Section 2 gives the data processing strategy of the MBS model. We first derive a multi-baseline mathematical model based on the traditional DD observation equation, and then constrain the MBS model on the tropospheric parameters between multiple baselines based on their spatial correlation. In
Section 3, a comparative analysis with the SBS model was performed using actual observation datasets to verify and evaluate the performance of the proposed method. The datasets contained baselines with medium-long lengths and large height differences. The experiments were conducted to analyze the performance of the MBS model under different combinations of reference stations, satellite systems, and height differences. Finally, the conclusions are given in
Section 4.
4. Conclusions
The existing GNSS deformation monitoring systems often use the SBS model, which ignores baseline correlation and has limited positioning accuracy when processing baselines with medium-long lengths or large height differences. In this study, we constructed a multi-baseline mathematical model based on DD observation equations and adopted a multi-baseline tropospheric delay estimation method based on a priori constraints on the tropospheric delay parameters.
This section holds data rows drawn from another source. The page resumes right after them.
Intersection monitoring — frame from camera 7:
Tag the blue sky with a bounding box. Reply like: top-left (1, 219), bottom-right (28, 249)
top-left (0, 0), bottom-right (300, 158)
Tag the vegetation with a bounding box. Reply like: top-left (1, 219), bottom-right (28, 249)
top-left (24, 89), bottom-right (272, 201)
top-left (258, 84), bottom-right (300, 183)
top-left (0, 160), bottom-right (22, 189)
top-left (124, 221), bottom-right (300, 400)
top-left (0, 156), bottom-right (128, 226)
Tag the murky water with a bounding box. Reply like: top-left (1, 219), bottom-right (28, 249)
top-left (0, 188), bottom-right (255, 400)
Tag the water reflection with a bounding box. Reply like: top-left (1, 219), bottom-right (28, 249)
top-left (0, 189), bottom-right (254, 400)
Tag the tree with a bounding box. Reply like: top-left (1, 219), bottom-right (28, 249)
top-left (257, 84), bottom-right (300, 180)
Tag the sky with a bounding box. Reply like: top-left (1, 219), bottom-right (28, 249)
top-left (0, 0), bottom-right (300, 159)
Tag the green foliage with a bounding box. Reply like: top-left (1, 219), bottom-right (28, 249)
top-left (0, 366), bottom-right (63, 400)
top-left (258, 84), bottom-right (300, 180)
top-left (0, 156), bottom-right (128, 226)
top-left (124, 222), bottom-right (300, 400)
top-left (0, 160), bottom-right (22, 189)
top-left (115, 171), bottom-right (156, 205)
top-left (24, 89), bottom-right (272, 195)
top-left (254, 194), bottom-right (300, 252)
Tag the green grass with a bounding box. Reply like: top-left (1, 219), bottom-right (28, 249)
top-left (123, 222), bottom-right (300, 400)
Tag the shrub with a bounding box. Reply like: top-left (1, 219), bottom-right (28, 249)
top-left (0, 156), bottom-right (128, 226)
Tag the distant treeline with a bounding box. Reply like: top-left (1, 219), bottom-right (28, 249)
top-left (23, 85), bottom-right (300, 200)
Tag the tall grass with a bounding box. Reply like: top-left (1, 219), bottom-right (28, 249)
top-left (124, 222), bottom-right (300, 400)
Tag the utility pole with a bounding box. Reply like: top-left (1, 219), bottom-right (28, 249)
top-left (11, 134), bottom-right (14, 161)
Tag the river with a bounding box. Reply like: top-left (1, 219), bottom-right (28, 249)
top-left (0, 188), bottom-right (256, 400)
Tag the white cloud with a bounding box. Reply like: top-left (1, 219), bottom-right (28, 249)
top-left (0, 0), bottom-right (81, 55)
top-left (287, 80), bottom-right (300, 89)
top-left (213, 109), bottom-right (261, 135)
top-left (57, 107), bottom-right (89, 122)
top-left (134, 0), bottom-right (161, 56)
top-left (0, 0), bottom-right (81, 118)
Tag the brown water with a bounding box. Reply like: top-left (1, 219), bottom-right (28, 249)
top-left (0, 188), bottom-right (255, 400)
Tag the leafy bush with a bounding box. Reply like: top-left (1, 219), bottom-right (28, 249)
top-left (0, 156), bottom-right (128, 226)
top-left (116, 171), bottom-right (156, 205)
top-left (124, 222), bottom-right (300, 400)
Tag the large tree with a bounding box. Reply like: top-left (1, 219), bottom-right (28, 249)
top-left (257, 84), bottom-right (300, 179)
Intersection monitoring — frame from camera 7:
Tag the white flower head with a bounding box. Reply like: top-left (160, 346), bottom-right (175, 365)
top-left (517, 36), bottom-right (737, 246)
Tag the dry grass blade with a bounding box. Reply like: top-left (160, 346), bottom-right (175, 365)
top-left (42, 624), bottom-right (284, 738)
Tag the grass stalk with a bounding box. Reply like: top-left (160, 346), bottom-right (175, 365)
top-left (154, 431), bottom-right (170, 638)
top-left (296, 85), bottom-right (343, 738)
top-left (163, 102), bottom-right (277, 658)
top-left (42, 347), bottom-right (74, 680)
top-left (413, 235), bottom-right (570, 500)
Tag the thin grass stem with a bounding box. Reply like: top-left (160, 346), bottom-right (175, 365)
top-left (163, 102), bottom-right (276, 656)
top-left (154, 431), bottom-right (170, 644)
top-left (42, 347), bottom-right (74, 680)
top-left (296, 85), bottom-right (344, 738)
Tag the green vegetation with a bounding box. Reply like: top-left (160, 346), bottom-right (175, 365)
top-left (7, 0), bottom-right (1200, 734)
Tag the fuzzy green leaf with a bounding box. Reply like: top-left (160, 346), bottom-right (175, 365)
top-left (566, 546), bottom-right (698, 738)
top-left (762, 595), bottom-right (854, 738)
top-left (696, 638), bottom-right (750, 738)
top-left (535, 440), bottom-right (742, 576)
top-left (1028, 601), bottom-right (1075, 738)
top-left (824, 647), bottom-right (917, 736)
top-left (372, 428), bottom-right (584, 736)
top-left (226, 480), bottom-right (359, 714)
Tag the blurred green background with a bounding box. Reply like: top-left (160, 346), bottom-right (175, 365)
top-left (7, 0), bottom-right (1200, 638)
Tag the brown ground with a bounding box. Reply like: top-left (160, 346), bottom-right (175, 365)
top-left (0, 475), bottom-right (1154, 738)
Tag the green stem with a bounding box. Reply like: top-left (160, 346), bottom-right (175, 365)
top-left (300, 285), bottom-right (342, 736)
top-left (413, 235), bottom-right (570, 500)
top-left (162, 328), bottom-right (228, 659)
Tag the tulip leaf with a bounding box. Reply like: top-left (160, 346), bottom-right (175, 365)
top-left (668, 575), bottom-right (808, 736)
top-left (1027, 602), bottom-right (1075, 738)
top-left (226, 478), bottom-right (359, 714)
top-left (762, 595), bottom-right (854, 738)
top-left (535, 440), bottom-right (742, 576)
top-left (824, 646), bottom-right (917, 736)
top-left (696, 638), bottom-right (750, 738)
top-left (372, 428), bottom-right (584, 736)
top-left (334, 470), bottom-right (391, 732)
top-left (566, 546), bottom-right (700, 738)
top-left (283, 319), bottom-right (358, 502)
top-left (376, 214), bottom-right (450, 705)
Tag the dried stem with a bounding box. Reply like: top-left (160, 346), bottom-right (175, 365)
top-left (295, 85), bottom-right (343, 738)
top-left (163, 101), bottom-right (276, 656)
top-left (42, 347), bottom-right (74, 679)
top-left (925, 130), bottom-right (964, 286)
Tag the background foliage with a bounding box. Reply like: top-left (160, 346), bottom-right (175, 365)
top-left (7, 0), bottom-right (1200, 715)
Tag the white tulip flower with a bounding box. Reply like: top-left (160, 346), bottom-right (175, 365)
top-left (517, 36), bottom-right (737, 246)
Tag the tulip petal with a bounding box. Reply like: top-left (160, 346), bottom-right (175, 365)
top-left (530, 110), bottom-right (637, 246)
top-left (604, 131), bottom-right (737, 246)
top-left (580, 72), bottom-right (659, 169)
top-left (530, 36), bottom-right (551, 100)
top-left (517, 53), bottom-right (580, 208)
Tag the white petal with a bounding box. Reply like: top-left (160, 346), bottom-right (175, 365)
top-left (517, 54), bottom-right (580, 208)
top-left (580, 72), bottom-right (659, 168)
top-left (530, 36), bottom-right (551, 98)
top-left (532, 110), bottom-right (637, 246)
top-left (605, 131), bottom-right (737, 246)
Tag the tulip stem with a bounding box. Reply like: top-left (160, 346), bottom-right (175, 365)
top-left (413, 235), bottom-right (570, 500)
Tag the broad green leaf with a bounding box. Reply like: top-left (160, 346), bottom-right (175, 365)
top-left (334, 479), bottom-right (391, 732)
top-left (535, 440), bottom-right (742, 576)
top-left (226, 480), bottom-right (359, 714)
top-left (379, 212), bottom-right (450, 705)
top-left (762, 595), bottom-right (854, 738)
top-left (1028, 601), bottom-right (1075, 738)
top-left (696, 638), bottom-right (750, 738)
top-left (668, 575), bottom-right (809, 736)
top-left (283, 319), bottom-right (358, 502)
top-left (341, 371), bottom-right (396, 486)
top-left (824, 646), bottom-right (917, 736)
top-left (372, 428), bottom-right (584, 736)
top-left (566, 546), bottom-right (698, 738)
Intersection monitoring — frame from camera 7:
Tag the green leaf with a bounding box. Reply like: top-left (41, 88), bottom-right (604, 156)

Datasets from baselines with medium-long lengths and large height differences were used to verify the feasibility of the proposed MBS model, and the following conclusions were obtained from the results:
For baselines with medium-long lengths and large height differences, the proposed MBS model can provide better monitoring performance than the SBS model. Compared with the SBS model, the MBS model can improve the positioning accuracy of medium-long baselines with an average improvement of about (25.7/19.0/21.5%) and (22.8/24.2/40.0%) in the N/E/U components, with the highest improvement of about (29.4/31.0/29.2%) and (29.4/35.5/44.8%) in the N/E/U components, respectively. For baselines with large height differences, compared with the SBS model, the MBS model can improve the positioning accuracy with an average improvement of about (40.6/48.3/44.7%) and (36.8/53.7/33.7%) in the N/E/U components, with the highest improvement of about (47.4/51.3/66.2%) and (56.9/60.4/58.4%) in the N/E/U components, respectively. The MBS model uses multiple reference stations thus can improve the positioning model strength and observation redundancy. This is especially beneficial for applying GNSS in complex monitoring environments such as canyons, open pits, slopes, large-area ground settlement, and long-spanned bridges and railroads.
The accuracy of the MBS model is related to the number of reference stations and the quality of the baselines. With comparable baseline quality, the accuracy of the MBS model improves as the number of reference stations increases. Medium-long baseline experimental results show that compared with the SBS model, the MBS model using double reference stations can achieve an average improvement rate of about 24.0%, while the MBS model using triple reference stations can achieve an average improvement rate of about 30.2%.
Compared with GPS-only and BDS-only positioning, the combined GPS/BDS positioning has an accuracy improvement of an average of 13.8 and 25.8% in the baseline components. Meanwhile, the proposed CMBS model can improve accuracy in the U direction and reach up to 45.0%.
Future research will be focused on the application of the MBS approach to near-real-time dynamic monitoring. Baselines with larger tropospheric residual errors will be further investigated.